Ministers: Autobiography

(asked on 31st October 2017) - View Source

Question to the Cabinet Office:

To ask the Minister for the Cabinet Office, what records his Department holds on the use of the Radcliffe exclusion rule recommended by the Radcliffe Committee of Enquiry into Civil Service Security Procedure.


Answered by
Caroline Nokes Portrait
Caroline Nokes
This question was answered on 28th November 2017

The then Prime Minister (Mr Blair) announced to the House on 19 June 1997 (Col WA 246) the creation of the independent Security Vetting Appeals Panel, to hear appeals against the refusal or withdrawal of security clearance. The establishment of the Panel, chaired by a senior retired member of the judiciary, brought to an end the role of the Three Advisers who, since 1948, had been available to consider cases where security clearance was refused or withdrawn on the grounds of subversion. The last reference to the Three Advisers was made in 1967. In his statement to Parliament on 27 July 2010, the Prime Minister (Mr Cameron) set out HMG policy on security vetting underlining its critical importance in protecting UK interests and its application to those with access to sensitive Government assets and placed in the library a document setting out Government policy in this area (Government Security Controls)

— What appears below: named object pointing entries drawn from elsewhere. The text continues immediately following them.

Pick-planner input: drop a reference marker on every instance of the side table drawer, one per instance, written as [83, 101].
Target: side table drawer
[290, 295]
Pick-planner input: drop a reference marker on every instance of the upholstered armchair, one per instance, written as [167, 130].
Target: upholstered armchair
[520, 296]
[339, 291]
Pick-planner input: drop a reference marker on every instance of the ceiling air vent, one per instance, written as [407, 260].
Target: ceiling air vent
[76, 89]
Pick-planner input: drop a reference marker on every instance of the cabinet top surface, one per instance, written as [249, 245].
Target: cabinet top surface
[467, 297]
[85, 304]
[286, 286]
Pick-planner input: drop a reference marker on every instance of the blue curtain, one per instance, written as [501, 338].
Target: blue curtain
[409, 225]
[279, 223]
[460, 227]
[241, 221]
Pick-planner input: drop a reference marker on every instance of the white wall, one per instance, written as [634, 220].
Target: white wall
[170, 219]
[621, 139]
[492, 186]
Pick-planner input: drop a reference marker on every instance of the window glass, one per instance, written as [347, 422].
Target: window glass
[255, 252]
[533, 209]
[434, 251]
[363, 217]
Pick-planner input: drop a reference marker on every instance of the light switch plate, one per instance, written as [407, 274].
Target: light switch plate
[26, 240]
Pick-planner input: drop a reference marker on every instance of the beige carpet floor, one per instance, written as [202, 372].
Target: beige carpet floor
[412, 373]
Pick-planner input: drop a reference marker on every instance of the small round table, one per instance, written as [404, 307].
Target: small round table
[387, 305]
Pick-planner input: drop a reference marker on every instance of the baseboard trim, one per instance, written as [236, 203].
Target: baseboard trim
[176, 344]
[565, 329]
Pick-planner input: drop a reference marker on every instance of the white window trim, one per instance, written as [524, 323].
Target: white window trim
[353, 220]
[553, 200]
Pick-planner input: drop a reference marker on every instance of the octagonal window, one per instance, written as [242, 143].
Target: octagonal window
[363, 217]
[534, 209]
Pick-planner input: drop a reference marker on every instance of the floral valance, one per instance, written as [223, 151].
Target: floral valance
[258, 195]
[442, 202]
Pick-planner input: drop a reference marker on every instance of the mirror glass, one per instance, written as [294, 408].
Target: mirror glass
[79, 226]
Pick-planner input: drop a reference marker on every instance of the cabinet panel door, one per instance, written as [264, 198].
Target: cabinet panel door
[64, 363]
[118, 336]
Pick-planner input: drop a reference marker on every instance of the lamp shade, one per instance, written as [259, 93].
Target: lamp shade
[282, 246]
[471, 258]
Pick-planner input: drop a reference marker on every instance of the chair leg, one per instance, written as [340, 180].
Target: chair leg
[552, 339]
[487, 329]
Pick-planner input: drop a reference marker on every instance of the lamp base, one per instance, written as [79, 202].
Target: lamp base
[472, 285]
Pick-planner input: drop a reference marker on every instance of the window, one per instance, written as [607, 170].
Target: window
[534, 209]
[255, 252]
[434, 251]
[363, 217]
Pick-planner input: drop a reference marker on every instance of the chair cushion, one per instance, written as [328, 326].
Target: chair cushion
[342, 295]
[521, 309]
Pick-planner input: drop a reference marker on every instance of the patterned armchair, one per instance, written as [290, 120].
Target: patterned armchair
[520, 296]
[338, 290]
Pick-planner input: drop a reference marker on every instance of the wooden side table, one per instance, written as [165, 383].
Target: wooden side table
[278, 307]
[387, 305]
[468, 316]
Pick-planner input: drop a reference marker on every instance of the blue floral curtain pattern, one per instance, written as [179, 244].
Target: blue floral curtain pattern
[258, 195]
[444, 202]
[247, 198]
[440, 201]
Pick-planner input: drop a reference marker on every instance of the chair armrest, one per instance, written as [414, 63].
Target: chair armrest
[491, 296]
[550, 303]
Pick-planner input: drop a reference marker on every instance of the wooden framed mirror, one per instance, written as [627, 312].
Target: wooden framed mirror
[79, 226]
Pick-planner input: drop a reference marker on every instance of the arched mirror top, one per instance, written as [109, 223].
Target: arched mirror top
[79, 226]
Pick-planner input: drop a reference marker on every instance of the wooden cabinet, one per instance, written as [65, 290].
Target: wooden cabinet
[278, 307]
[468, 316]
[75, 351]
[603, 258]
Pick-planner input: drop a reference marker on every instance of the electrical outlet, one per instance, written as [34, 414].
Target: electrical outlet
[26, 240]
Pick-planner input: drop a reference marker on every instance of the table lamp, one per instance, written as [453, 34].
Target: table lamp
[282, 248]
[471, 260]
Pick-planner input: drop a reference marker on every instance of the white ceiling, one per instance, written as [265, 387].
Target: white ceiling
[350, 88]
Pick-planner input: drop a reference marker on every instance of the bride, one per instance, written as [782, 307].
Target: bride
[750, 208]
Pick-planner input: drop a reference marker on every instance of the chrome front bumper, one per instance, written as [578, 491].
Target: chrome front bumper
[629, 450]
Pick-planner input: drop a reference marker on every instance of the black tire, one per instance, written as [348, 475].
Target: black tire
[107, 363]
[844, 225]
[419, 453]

https://www.gov.uk/government/uploads/system/uploads/attachment_data/file/299547/HMG_Personnel_Security_Controls.pdf.

This includes the mechanisms available to individuals to appeal against adverse security vetting decisions. The Government continues to attach importance to security vetting as part of its work to protect the country and its citizens, but it recognises the rights of individuals to appeal against adverse decisions internally and, if they are aggrieved about the outcome, to appeal to the Panel.